Taking into account 20% VAT, prices in the UK are basically $1=£1 ATM, but there was a time when the £ = $1.50 to $1.60 and again taking into account VAT, there was still a 30% currency difference.

..and I can assure you that prices in the UK were NEVER cheaper by an amount that accurately reflected the higher exchange rate.
Currency movements are not that relevant expect of course if their prices end up too high in non-US markets they may not sell (although with Nvidia there seems to be a lot of buyers who think ‘higher prices=good’).
No more interesting is the die sizes, cost to make and Nvidia's margins (and since we don't know how much each product makes, we can only go with their overall margins even if they include non-gaming stuff).
We know that for a lot of expensive cards, the die sizes have gone down. And yes node wafer costs gone up. But another thing with Nvidia is that a lot of their cards are under-engineered (bean-counter'ed) with poor VRMs, PCB and cheap parts.
But against all that, people keep buying Nvidia's stuff by the tons and even when AMD have far better value products at a given price the Nvidia stuff sells better. So unless consumers change their ways, why would Nvidia change?
(Personally I've mostly avoided their stuff since their infamous solder defects back in the 65nm era which affected me and people I know rather a lot.)
Why non-Titan? That just makes the chart incomplete.
DanceswithUnix
Why non-Titan? That just makes the chart incomplete.

Because the Titan isn't purely a gaming GPU? Or at least it wasn't when it was first released, it had a much higher configuration for DP compute. I think that may have changed with the latest iteration though…
DanceswithUnix
Why non-Titan? That just makes the chart incomplete.

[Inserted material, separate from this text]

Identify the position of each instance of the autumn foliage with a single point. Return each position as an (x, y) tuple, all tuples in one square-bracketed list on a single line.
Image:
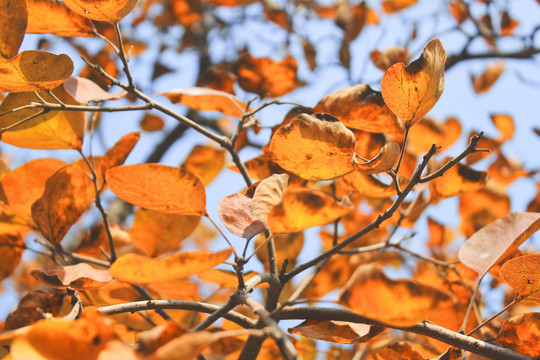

To my mind the Titans are semi-pro cards, and therefore there's a reasonable argument for keeping them out. Personally I'd have done both ways, but I can appreciate the logic.

Point is, whether they are there or not, it clearly demonstrates that when people moan about NVIDIA pushing prices into the stratosphere they're often talking rubbish, and in reality are just failing to appreciate inflation.